When I first started talking to Pamela, there was a lot of caution on her part. She didn’t know me. It took some time of me sharing my work with her and talking her through what my intentions were going to be. I think she ultimately decided to participate to reclaim Addison’s story. In the film, we see her love for her brother, and also the disappointment that she didn’t get to understand his gay life. When he died, she didn’t know anything about the gay world. But when she came to New York to settle his estate, she was embraced by his friend group, all these gay men who loved Addison. She learned so much about him that she didn’t know.
When did you talk to Bob?
I would ask Pam if she remembered the names of any of Addison’s friends who I could maybe talk to. She said, “Well, there was this guy, Bob, and I think he was his roommate at one point.” All I had to go on was “Bob” and “roommate.” Bob turned out to be Robert Geary. But he wasn’t just a roommate. He was his lover for several years. Bob did not want to talk to me at all. Addison’s murder was one of the most traumatic things to ever happen to him. But eventually, similar to Pam, he decided to do it to restore some dignity to Addison.
Do you believe Paul was the serial killer?
Those six bodies were never even identified. I don’t think this was investigated very thoroughly by the cops. It was just a bunch of gay guys that got killed, so it was like, “Who cares?” The assistant DA brought up a possibility that Paul could have been responsible for some other murders because apparently Paul was bragging to a friend that he’d committed other murders. There’s no evidence that Paul is responsible for any other murders.
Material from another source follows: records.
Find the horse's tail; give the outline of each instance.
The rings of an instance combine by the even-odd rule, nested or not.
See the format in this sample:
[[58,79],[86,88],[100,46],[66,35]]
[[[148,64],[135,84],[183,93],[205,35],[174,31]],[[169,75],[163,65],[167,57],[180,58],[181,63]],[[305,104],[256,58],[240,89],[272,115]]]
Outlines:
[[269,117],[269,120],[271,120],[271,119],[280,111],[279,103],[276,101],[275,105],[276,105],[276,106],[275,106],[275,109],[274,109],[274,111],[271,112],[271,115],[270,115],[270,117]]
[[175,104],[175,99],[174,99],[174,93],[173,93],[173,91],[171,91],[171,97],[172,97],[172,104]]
Personally, I can’t say for sure, but I don’t think that Paul was a serial killer.
To think “Mineshaft” will premiere at Tribeca, probably walking distance from Addison’s apartment and all those gay leather bars from the ‘70s…
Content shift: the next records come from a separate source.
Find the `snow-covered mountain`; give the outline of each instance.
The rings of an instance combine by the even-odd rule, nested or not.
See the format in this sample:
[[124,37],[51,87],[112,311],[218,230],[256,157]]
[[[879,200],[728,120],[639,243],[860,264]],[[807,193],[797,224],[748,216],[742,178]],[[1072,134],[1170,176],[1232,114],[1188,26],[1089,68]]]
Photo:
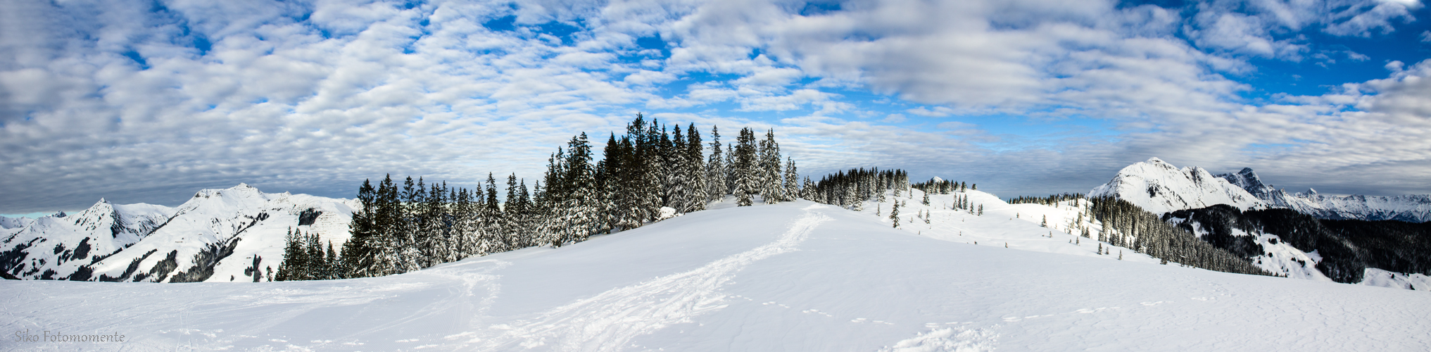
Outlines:
[[100,200],[46,216],[0,242],[0,265],[24,279],[119,282],[266,280],[289,229],[348,240],[356,200],[205,189],[177,207]]
[[1256,196],[1202,167],[1178,169],[1158,157],[1123,167],[1112,180],[1089,190],[1088,196],[1119,197],[1159,215],[1212,205],[1244,210],[1266,207]]
[[1299,213],[1318,219],[1359,219],[1359,220],[1402,220],[1428,222],[1431,220],[1431,195],[1405,196],[1327,196],[1318,195],[1315,189],[1308,192],[1288,193],[1285,189],[1266,185],[1251,167],[1244,167],[1236,173],[1216,175],[1266,202],[1274,207],[1288,207]]
[[112,205],[104,199],[76,215],[56,213],[24,222],[0,239],[0,268],[27,279],[87,276],[89,266],[119,253],[163,226],[175,209]]
[[[1431,295],[1158,265],[1068,243],[1076,206],[900,196],[687,213],[384,278],[0,280],[0,329],[226,351],[1424,351]],[[883,210],[883,212],[881,212]],[[1040,226],[1049,217],[1050,228]],[[924,223],[922,219],[930,219]],[[1070,219],[1069,223],[1078,219]],[[1059,225],[1059,226],[1052,226]],[[1052,235],[1049,235],[1052,233]],[[152,236],[157,236],[152,235]],[[977,245],[972,243],[977,240]],[[1006,246],[1007,242],[1007,248]],[[1020,250],[1030,249],[1030,250]],[[1037,249],[1075,255],[1042,253]],[[1076,255],[1080,252],[1082,255]],[[1115,250],[1116,253],[1116,250]],[[59,326],[59,328],[52,328]]]
[[24,228],[31,222],[34,222],[34,219],[0,216],[0,230]]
You could walk from the theater where we’re playing in to Julius’, where Addison met Bob. You can walk to the Meatpacking District where the Mineshaft was on Washington Street. Part of why I love “Cruising” is that you get to see a lot of those streets. Telling Addison’s story was a way to explore what was available to gay men then. But also when you look at the film now, it’s painful to watch because you know it was filmed in the summer of 1979 and the first cases of HIV were reported in ‘81. We know for a fact that a lot of guys who had the virus had it for years before any symptoms would appear. If you look at the bar scenes in “Cruising,” you have to wonder how many of those guys would be alive a year or two or five years later because Friedkin cast real men in the leather scene and porn stars as extras. Friedkin very consciously cast it with gay porn stars. The guy in the first murder scene in the beginning of movie who is tied up in the bed and gets stabbed in the back, he was a very well-known porn star called Malo. He ended up staying friends with Pacino. He’s the bodyguard in “Scarface” that gets chainsawed in the bathroom.
This Q&A has been edited for length and clarity. “Mineshaft: The Cruising Murders” premieres at Tribeca Festival on June 6.